Baca juga : MotoGP dan Realitas Pawang Hujan
Bentuk antisipasi
Guru Besar Antropologi Fakultas Ilmu Budaya Universitas Gadjah Mada (UGM), Yogyakarta, Prof Dr Heddy Shri Ahmisa Putra, MA M Phil, mengungkapkan, usaha warga melibatkan pawang untuk keberhasilan acara di tengah musim hujan adalah salah satu bentuk persiapan. ”Sama seperti kita wajib menyediakan payung sebelum hujan,” ujarnya.
Keberadaan pawang hujan masih dipercaya dan dianggap efektif untuk mencegah turunnya hujan. Hal ini yang kemudian hingga kini diyakini banyak orang. Tidak hanya warga umum, tetapi juga kalangan terpelajar, pejabat, dan akademisi.
”Rekan-rekan saya, sesama dosen UGM saja, sampai sekarang juga masih sering memakai jasa pawang hujan,” ungkap Heddy.
Heddy menilai, dengan melihat ritual yang dijalankan, orang yang memakai jasa pawang hujan biasa disebut memanfaatkan kekuatan magis, mistis, atau klenik. Padahal, tanpa disadari, para pemakai jasa tersebut sebenarnya justru melakukan aktivitas ilmiah, bermain statistik, dan melihat probabilitas.

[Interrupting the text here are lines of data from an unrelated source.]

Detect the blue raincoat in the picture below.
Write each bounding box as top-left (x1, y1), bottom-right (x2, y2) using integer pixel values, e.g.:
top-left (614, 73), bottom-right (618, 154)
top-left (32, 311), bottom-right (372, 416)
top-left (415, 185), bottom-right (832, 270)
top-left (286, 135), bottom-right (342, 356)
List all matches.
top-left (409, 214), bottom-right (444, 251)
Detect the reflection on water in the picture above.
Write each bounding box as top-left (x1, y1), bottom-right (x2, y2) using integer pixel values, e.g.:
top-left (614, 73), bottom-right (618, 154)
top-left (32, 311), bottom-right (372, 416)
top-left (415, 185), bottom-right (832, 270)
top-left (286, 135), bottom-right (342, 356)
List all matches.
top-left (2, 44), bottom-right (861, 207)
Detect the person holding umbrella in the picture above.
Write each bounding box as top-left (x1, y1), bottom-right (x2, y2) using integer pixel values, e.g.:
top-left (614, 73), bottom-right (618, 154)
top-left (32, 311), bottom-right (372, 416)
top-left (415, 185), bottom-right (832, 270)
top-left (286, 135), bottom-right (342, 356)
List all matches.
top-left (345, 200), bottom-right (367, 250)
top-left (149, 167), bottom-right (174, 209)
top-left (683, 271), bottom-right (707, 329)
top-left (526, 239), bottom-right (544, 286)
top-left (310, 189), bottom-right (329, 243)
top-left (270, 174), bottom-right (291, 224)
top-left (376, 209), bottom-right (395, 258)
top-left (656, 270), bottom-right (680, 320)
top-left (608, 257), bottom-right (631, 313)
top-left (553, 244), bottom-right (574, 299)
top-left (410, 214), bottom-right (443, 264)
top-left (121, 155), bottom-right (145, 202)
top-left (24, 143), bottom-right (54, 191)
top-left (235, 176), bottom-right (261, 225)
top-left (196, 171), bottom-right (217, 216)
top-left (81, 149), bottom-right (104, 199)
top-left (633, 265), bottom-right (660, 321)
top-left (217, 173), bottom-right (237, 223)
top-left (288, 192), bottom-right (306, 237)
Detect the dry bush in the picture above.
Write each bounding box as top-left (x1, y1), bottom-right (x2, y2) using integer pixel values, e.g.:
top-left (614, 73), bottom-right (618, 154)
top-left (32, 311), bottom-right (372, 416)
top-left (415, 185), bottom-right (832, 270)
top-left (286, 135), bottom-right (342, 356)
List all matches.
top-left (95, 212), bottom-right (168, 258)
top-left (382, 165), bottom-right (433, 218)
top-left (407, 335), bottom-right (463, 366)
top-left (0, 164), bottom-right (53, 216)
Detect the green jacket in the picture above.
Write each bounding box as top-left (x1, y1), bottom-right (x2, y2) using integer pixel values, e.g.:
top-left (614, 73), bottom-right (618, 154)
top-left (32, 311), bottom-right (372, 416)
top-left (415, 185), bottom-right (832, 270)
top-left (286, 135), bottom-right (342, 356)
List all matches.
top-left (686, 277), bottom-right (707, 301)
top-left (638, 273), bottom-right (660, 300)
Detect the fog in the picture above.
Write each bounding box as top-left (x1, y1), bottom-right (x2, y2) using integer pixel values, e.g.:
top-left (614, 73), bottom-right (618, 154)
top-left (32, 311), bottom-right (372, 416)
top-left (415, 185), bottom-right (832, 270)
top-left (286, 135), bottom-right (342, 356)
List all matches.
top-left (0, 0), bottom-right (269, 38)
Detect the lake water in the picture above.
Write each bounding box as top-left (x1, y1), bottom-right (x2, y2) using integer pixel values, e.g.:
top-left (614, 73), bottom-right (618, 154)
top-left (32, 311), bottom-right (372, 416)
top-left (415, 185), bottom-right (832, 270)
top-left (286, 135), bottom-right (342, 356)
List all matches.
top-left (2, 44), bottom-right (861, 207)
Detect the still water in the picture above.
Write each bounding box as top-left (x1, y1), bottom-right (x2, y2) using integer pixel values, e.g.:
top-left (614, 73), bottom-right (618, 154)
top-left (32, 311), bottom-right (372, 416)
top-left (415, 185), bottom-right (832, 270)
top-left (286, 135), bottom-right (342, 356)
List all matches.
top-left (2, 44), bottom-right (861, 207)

Baca juga : Menerka Fisika Sang Pawang Hujan
”Saat memakai pawang hujan, seseorang sebenarnya sedang mencoba-coba, bermain probabilitas apakah nanti turun hujan atau tidak,” ujarnya. Kondisi ini serupa seperti ketika sedang melakukan penelitian dan uji coba pada sejumlah sampel, di mana peluang untuk gagal tetap saja ada.
Keberhasilan seorang pawang hujan akan membuat peminta jasanya merasa cocok dan meminta jasanya berulang kali. Hal ini wajar, sama seperti kebiasaan seseorang yang biasa mengonsumsi jenis obat tertentu karena pernah terbukti manjur mengobati sakit yang dideritanya.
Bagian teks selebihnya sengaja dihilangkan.